|Irrigation. So simple, a child could do it.|
The Stringam Ranch sits in a bend of the south fork of the Milk River.
In the driest part of Southern Alberta.
Now, I know that residents from Medicine Hat will try to argue the point but don't listen to them.
After all, they come from a place named 'Medicine Hat'.
Most of the land around the ranch is used as pasture.
Nothing else will grow there.
But the acres immediately beside the river, the 'hay flats', have much more potential.
They can be irrigated.
I'm sure you've seen the giant wheel-move irrigation systems capable of watering an entire quarter-section of land in one pivot. Enormous constructions that transport themselves in a wide arc from an end point and effectively bring the gift of life to whole crops at once.
All at the push of a button.
It wasn't what we Stringams had.
Our system was . . . erm . . . modest.
And connected, disconnected and moved by hand.
Twice a day.
Our favorite chore.
Morning and evening, the pump would be silenced. The 16 foot lengths of aluminum pipe disconnected and drained one-by-one. And then moved to the next position 40 feet away and reconnected.
It was Dad, Jerry and George's job, mainly.
But I helped.
And therein lies a tale.
So to speak.
Early one summer evening, because Dad and Jerry were busy doing other things, Dad asked me to go and help George move pipe.
I stared at him.
Me? Do you know what you're asking?
Dad turned away, so I shrugged and followed my brother into the lower hay flat.
He shut off the pump.
He walked over to the line.
He unhooked the first pipe.
Again I watched.
He unhooked the second pipe.
He was really good at this.
He unhooked the third pipe.
I noticed that my light-blue pants looked white in the fading light.
He unhooked the fourth pipe.
We were having a beautiful sunset. Wonderful shades of red and orange against the clear blue of the sky.
He unhooked the fifth pipe.
I stopped looking at the sky and noticed a gopher nearby. Cheeky little guy was just sitting there. Watching us.

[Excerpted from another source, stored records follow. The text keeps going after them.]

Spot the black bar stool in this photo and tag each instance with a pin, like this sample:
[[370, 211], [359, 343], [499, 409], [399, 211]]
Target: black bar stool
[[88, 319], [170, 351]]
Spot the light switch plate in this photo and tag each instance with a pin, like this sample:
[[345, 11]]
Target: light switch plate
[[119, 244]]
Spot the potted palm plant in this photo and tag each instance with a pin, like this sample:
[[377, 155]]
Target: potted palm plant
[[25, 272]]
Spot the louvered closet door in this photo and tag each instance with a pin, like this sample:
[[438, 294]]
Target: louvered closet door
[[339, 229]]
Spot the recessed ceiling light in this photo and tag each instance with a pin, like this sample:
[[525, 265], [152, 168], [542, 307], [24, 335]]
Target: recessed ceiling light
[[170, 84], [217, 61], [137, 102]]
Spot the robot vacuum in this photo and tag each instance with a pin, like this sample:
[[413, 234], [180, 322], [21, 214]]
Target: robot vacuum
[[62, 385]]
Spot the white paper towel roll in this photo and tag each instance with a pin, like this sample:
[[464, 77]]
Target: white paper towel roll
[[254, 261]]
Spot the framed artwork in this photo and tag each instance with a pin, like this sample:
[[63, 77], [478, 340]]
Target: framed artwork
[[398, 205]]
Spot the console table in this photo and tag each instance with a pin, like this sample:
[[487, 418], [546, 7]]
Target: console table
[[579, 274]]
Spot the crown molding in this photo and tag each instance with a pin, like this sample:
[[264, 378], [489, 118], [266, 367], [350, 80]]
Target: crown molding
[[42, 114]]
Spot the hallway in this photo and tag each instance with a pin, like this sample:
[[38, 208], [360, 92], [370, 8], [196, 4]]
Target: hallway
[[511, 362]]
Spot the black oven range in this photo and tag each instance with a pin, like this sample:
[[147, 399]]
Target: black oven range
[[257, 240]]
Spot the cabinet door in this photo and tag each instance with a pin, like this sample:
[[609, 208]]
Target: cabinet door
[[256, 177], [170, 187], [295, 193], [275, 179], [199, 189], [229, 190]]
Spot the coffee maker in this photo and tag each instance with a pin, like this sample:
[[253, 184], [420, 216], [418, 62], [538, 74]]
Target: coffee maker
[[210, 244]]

He unhooked the sixth pipe.
I chased the gopher into its burrow.
He unhooked the seventh pipe.
I tripped over the sixth pipe on my way back.
He unhooked the eighth pipe.
"George, is this going to take much longer? I'm tired."
He unhooked the ninth pipe.
And beat me with it.
He didn't, really, but I'm sure he wanted to.
By the time 'we' were done moving pipe and had the pump going again, one of us was sweating profusely.
I'll give you a hint.
It wasn't me.
After that, George never allowed me to come with him to move pipe.
Something about me being worse than useless.